Arthrospira platensis is a filamentous, gram-negative cyanobacterium. This bacterium is non-nitrogen-fixing photoautotroph. [1] It has been isolated in Chenghai Lake, China, soda lakes of East Africa, and subtropical, alkaline lakes. [2] [3] [4]

Contents

Morphology

Arthrospira platensis is filamentous, motile bacterium. Motility has been described as a vigorous gliding without a visible flagella. [1]

Metabolism

As a photoautotroph the major carbon source is carbon dioxide and water is a source of electrons to perform CO2 reduction.

Genetics

Arthrospira platensis has a single circular chromosome containing 6.8 Mb and 6,631 genes. [1] The G+C content has been determined to be 44.3%. [1]

Growth conditions

Arthrospira platensis has been found in environments with high concentrations of carbonate and bicarbonate. It can also be found in high salt concentrations because of its alkali and salt tolerance. The temperature optimum for this organism is around 35 °C. [2] Based on environmental conditions, culture medium often has a pH between 9-10, inorganic salts, and a high bicarbonate concentration. [2]

Uses

There are various present and past uses of A. platensis as food or food supplement, which is better known as 'Spirulina' in this context.

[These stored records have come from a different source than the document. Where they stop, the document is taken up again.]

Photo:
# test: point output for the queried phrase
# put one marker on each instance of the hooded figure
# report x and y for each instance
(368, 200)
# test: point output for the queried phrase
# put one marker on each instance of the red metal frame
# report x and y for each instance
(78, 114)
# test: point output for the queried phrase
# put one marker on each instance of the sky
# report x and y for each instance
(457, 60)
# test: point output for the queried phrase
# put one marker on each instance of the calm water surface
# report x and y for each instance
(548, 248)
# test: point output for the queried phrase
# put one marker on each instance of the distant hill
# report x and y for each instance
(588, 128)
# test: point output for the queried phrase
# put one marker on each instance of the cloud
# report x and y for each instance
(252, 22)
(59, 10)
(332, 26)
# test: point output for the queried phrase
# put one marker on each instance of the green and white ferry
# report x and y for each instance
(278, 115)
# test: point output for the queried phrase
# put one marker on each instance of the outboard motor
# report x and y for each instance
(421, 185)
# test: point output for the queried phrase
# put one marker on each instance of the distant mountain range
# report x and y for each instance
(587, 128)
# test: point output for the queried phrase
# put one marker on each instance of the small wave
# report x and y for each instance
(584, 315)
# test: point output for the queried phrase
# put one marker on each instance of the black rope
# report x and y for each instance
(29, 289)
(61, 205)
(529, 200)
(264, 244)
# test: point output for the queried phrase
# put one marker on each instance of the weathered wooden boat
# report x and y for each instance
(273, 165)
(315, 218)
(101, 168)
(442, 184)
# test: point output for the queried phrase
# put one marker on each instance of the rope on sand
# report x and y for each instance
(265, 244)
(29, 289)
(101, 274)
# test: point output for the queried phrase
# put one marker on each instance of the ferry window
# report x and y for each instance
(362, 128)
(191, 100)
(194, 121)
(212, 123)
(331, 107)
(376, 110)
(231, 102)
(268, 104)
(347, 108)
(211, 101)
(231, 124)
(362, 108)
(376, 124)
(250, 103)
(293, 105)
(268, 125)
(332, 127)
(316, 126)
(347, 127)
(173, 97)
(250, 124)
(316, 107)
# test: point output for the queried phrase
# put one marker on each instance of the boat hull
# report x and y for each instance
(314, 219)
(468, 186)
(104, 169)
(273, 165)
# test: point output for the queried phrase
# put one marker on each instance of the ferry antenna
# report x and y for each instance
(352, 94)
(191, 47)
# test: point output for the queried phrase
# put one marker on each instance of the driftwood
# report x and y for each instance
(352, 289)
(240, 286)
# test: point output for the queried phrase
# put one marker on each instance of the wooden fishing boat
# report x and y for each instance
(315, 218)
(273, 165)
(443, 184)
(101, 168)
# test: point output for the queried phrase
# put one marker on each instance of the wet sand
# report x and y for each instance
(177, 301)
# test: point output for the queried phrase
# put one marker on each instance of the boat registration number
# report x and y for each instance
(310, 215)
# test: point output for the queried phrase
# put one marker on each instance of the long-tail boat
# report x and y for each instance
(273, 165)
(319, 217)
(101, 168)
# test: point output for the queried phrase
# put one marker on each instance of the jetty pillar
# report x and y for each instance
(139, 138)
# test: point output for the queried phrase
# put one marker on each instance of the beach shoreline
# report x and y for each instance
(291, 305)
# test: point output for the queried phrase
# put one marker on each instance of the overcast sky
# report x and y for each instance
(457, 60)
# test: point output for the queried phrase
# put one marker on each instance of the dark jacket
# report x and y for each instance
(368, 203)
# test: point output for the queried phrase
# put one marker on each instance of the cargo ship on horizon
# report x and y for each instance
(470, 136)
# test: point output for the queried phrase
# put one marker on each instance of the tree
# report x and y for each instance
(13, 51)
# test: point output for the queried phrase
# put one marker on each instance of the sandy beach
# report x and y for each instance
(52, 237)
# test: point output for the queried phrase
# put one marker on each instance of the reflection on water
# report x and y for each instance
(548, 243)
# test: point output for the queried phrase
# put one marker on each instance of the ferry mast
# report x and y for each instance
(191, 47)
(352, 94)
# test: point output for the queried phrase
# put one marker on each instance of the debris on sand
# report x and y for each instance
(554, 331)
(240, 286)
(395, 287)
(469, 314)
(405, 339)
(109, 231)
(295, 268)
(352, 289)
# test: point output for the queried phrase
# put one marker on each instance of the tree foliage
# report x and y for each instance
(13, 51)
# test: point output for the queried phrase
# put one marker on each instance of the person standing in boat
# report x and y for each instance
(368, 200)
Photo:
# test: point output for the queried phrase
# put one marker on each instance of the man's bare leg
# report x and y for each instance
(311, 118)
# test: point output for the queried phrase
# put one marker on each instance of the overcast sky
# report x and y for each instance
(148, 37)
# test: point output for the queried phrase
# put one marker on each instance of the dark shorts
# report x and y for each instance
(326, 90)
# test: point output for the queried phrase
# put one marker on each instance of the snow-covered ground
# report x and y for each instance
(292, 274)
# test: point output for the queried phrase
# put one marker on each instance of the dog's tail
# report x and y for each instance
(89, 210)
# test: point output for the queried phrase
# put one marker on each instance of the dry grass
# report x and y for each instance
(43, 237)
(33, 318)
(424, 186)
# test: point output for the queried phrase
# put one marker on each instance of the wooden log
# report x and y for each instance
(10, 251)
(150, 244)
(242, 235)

Spirulina is sold as a health supplement in the form of powder or tablets due to its high levels of essential and unsaturated fatty acids, vitamins, dietary minerals, and antioxidants. [5] After the Chernobyl disaster, Spirulina was given to victims due to its antioxidant properties to avoid adverse effects of reactive oxygen species. [6] Proteins extracted from A. platensis can be used in food as thickening agents [7] or stabilizers for emulsions [8] or foams. [9] A direct comparison indicates that A. platensis protein isolates are more effective at reducing surface tension compared to commonly used animal proteins. [10] The light-harvesting complex of A. platensis, phycocyanin, can be extracted as a blue pigment powder and used as blue colorant in food. [11] As A. platensis cells contain hydrogenases and can produce hydrogen, they are a candidate for the production of renewable energy. [12]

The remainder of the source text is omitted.